Some would say that writing a fiction is easier than writing a non-fiction. That is nonsense. Both have an equal number of challenges, just different ones. In these posts, I plan to talk about some aspects of non-fiction writing which pose certain challenges to the aspiring author (me). Today I will focus on writing about history creatively.
Of course, in writing about history, the author is writing about real events, so as much as they (I) would like to, the author cannot embellish on the facts. As much as the writer may wish to add details to an event, if they haven't found any evidence to support their story, they shouldn't write it. For instance, I came across a quote I wished to use that was shouted out in Potawatomi, Oh Nichee wah!
One author interpreted it one way (Oh brother, desist), another a little different (Oh brother, don't do it!), yet another (Oh brother, quit!). Even though I don't speak Potawatomi, I felt both missed the correct interpretation (a little arrogant of me, don't you think!).
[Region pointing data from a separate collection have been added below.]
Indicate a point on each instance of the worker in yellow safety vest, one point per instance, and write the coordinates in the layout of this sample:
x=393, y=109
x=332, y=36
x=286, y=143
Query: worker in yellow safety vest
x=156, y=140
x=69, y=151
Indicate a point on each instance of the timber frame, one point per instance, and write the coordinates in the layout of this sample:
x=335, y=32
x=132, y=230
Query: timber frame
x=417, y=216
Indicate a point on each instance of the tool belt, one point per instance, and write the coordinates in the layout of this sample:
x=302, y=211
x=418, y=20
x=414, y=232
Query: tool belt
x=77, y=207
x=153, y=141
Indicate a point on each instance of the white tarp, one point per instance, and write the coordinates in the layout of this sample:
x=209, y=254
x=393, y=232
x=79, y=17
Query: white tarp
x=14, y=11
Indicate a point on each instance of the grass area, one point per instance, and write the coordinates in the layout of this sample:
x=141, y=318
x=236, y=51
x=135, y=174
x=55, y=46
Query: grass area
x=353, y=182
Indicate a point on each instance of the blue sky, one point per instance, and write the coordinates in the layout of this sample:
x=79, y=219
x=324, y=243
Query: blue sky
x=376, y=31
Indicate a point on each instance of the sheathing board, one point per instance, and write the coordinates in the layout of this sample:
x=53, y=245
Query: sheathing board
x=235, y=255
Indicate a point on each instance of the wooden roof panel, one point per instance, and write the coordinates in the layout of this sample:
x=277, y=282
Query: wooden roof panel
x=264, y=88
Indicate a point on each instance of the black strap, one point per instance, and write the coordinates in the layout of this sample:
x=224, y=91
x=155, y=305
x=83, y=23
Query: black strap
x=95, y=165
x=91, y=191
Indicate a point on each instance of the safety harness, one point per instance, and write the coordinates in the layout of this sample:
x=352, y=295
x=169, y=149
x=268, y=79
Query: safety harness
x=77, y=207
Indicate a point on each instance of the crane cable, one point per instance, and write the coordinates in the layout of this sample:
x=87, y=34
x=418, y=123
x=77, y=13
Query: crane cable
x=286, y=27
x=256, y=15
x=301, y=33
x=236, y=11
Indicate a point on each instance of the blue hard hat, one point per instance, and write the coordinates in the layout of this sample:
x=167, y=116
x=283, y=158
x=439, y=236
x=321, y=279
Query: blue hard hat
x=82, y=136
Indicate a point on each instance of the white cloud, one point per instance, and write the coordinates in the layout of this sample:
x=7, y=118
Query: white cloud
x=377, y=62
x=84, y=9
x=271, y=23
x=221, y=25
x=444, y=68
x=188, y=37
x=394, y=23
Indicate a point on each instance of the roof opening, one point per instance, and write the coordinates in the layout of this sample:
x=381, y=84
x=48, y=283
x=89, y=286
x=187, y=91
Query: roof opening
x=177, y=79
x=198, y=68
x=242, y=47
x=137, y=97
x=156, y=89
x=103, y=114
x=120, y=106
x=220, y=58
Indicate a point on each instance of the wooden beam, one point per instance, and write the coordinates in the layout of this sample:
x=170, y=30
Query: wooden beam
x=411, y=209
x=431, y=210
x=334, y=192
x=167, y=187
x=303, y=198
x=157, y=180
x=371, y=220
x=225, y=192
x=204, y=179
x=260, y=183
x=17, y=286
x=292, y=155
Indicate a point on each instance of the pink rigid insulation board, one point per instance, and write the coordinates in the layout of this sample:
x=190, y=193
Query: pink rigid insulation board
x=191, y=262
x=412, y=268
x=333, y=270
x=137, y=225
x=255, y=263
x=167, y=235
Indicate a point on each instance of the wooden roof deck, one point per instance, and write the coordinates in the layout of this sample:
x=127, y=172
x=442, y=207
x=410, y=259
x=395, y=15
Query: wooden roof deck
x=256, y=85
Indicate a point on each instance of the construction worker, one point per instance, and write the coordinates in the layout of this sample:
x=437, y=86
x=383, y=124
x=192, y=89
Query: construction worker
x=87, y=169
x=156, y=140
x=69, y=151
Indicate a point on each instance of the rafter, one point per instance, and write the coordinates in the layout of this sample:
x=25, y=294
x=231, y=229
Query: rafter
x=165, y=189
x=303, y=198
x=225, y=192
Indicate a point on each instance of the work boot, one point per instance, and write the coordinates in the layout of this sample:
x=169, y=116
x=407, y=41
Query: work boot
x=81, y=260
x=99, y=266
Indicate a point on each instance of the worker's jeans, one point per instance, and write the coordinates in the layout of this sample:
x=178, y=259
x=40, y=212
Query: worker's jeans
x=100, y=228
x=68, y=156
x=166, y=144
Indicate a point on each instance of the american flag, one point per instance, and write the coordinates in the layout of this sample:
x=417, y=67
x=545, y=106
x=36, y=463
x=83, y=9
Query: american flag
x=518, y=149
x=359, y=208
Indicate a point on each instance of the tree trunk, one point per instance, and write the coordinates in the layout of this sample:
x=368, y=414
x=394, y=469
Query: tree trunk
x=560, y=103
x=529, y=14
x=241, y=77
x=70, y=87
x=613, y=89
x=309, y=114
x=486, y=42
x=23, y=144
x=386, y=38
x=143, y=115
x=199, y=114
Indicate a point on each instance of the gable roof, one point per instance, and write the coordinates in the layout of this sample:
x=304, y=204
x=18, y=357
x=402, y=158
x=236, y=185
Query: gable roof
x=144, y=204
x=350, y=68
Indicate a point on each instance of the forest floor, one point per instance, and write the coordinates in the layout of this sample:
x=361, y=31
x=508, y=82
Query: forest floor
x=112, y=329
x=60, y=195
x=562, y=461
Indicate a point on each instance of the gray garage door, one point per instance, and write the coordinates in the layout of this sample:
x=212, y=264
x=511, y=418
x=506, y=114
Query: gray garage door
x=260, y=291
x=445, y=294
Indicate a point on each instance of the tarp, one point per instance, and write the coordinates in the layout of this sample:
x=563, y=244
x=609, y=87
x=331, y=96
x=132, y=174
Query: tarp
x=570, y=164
I had a better one ... only in reality as much as it would have better suited the telling of the story, I had no proof that my interpretation was correct (I still think it is), so after more extensive research, went with one of the above.
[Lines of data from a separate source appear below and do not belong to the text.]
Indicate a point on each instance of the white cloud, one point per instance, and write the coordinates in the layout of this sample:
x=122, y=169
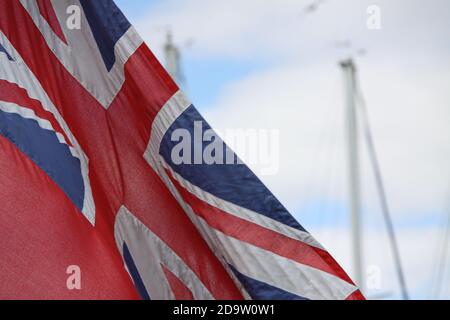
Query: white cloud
x=405, y=77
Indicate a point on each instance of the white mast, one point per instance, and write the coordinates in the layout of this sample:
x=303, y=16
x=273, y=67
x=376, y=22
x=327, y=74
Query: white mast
x=353, y=169
x=172, y=56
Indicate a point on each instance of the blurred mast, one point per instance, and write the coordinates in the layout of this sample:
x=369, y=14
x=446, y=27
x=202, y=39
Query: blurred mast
x=172, y=55
x=349, y=70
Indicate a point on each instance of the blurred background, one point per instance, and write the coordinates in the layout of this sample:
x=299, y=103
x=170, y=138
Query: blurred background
x=275, y=64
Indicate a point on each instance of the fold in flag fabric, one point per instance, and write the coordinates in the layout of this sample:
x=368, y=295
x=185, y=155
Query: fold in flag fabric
x=87, y=180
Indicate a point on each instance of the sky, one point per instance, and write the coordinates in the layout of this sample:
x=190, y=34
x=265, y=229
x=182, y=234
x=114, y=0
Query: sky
x=274, y=65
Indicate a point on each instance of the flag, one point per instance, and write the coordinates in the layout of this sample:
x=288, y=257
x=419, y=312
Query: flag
x=93, y=203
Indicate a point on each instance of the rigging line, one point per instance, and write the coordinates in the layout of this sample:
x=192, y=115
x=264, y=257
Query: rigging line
x=381, y=189
x=443, y=259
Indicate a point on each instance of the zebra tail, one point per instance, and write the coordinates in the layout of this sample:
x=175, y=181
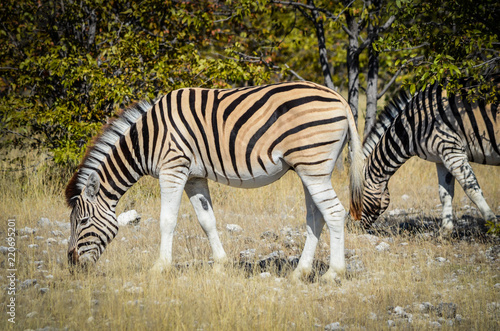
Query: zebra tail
x=356, y=170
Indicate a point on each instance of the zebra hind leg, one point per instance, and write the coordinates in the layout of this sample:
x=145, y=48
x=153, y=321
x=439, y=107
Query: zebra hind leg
x=315, y=224
x=446, y=192
x=333, y=213
x=199, y=195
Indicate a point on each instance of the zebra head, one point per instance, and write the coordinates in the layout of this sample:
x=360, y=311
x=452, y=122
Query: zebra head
x=376, y=199
x=93, y=225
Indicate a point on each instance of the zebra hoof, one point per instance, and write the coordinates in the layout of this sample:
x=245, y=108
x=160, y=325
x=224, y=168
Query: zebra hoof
x=161, y=267
x=298, y=275
x=331, y=277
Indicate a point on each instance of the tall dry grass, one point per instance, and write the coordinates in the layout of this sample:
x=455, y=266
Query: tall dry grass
x=121, y=294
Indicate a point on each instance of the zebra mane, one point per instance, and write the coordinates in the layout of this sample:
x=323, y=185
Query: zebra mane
x=395, y=107
x=100, y=146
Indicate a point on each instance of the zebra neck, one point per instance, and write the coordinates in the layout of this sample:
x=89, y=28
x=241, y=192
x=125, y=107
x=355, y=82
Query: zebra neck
x=387, y=157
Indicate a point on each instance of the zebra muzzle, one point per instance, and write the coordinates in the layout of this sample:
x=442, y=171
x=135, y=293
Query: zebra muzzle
x=73, y=257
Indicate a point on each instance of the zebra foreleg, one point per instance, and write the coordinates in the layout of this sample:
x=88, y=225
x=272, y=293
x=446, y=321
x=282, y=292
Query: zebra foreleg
x=199, y=195
x=460, y=168
x=171, y=185
x=446, y=193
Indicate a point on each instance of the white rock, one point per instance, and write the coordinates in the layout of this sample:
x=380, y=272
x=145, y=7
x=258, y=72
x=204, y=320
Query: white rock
x=247, y=254
x=30, y=315
x=234, y=228
x=382, y=247
x=44, y=221
x=399, y=311
x=129, y=217
x=27, y=230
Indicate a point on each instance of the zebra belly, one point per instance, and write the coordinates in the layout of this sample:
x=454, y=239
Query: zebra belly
x=260, y=177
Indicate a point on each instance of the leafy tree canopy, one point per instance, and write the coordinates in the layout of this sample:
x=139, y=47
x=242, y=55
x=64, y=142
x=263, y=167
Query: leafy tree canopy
x=67, y=66
x=446, y=40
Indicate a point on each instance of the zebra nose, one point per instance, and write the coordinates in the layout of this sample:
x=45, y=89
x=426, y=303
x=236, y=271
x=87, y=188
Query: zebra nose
x=73, y=256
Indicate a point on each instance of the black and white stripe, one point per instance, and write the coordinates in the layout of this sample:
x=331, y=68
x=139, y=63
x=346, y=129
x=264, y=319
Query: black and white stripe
x=449, y=130
x=245, y=137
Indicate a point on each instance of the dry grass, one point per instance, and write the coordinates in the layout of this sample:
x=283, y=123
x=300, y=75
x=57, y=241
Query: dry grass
x=121, y=294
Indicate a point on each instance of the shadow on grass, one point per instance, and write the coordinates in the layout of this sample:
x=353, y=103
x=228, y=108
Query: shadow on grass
x=466, y=227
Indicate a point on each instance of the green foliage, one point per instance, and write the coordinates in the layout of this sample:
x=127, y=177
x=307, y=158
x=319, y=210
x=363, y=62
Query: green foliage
x=444, y=41
x=68, y=66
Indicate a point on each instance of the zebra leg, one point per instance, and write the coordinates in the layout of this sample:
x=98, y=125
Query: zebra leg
x=171, y=185
x=333, y=213
x=315, y=224
x=199, y=195
x=460, y=168
x=446, y=193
History does not need to be dry, boring, and just a regurgitation of the facts. I have read too many of these types of books. With some creativity, it can be written to be entertaining, exciting and stay true to all the facts of the story. In fact, when writing about history, the author is telling the story. No need to embellish or exaggerate the facts, just be creative and tell the story in an entertaining way. Pierre Berton was the absolute best at this.
Berton's gift was being able to write about any subject and being able to place the reader right into the middle of the action. I have read over a dozen books and for this project of mine use his books, The Invasion of Canada and Flames Across the Border, not only as research, but to inspire me. I do all my research, then read his version last before I start to write. New research found since he first published these books in the early nineteen eighties have changed some of the facts, but his writing is so fabulous and exciting, and is just what I wish to bring into my own writing, but in my own style.
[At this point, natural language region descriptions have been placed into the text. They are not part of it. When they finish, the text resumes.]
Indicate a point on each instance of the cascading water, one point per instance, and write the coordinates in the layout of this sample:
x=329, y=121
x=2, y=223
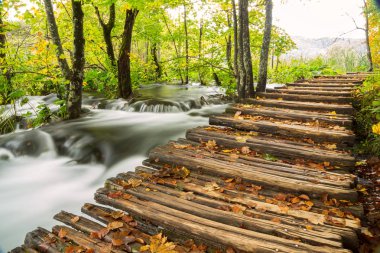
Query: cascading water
x=59, y=166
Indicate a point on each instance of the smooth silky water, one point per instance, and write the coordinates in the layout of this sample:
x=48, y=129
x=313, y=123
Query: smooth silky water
x=59, y=167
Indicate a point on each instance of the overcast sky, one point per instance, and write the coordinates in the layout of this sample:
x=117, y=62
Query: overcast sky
x=319, y=18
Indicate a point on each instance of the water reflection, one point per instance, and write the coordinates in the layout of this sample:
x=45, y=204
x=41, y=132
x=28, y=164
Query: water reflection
x=59, y=167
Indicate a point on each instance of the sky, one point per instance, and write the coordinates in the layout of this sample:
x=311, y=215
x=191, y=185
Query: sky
x=319, y=18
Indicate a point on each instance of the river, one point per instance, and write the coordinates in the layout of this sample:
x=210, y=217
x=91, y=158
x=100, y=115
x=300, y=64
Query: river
x=59, y=167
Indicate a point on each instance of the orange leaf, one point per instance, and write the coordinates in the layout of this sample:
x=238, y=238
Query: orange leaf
x=62, y=233
x=75, y=219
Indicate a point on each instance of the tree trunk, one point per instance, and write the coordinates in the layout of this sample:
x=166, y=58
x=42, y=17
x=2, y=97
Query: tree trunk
x=124, y=62
x=369, y=53
x=236, y=46
x=186, y=45
x=200, y=52
x=263, y=71
x=175, y=47
x=3, y=61
x=107, y=30
x=74, y=99
x=229, y=45
x=53, y=28
x=154, y=53
x=245, y=62
x=74, y=76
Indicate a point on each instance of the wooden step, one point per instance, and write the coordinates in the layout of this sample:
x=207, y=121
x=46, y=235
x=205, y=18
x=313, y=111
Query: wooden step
x=303, y=106
x=305, y=98
x=278, y=179
x=279, y=148
x=322, y=85
x=288, y=129
x=165, y=211
x=310, y=88
x=337, y=81
x=311, y=92
x=288, y=114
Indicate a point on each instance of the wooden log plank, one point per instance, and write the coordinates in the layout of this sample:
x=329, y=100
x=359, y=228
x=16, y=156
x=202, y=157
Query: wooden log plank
x=84, y=241
x=349, y=236
x=321, y=135
x=42, y=240
x=311, y=88
x=254, y=175
x=279, y=148
x=303, y=106
x=142, y=230
x=311, y=92
x=212, y=159
x=287, y=114
x=322, y=85
x=226, y=235
x=305, y=98
x=254, y=224
x=337, y=179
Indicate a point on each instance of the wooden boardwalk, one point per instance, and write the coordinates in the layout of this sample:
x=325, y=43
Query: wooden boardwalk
x=272, y=175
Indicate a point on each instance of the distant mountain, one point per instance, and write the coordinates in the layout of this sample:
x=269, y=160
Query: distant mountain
x=309, y=48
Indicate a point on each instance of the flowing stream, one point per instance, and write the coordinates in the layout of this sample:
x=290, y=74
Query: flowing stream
x=59, y=167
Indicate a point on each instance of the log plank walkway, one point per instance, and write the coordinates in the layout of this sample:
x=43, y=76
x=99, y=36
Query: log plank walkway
x=270, y=175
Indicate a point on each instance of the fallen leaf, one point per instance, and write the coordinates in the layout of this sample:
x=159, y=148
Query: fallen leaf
x=304, y=197
x=241, y=139
x=117, y=214
x=187, y=195
x=117, y=242
x=211, y=186
x=62, y=233
x=75, y=219
x=245, y=150
x=115, y=225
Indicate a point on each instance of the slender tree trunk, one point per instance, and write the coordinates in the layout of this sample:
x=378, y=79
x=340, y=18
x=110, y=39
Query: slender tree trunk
x=369, y=53
x=245, y=60
x=175, y=48
x=124, y=62
x=154, y=53
x=236, y=42
x=263, y=71
x=3, y=60
x=229, y=45
x=74, y=76
x=200, y=52
x=74, y=99
x=53, y=28
x=107, y=30
x=186, y=45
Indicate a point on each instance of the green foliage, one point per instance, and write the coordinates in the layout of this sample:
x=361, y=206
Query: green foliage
x=368, y=116
x=300, y=69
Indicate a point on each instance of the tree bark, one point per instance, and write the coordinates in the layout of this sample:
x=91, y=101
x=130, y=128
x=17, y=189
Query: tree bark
x=369, y=53
x=200, y=52
x=53, y=28
x=124, y=62
x=229, y=45
x=245, y=88
x=263, y=71
x=107, y=30
x=75, y=75
x=175, y=47
x=154, y=53
x=236, y=46
x=74, y=99
x=186, y=45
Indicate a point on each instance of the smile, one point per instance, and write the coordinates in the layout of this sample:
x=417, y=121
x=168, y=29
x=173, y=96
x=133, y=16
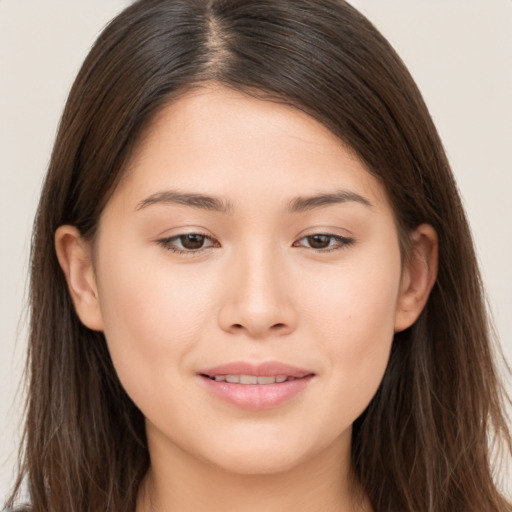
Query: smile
x=250, y=379
x=256, y=387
Reading his works before I write my own is a double edged sword. I get so much excitement seeing how he has put together, so wonderfully, many of the facts and quotes from the documents that I myself have read. This to me is so inspiring, yet at the same time a little humbling. That's the other side of the sword. I will read his interpretation, set down the book and feel a little overwhelmed, wondering if I could ever really be that good.
The only way to find out is to research, write and hope that a publisher will find my book stylish and interesting enough to put it out to the market.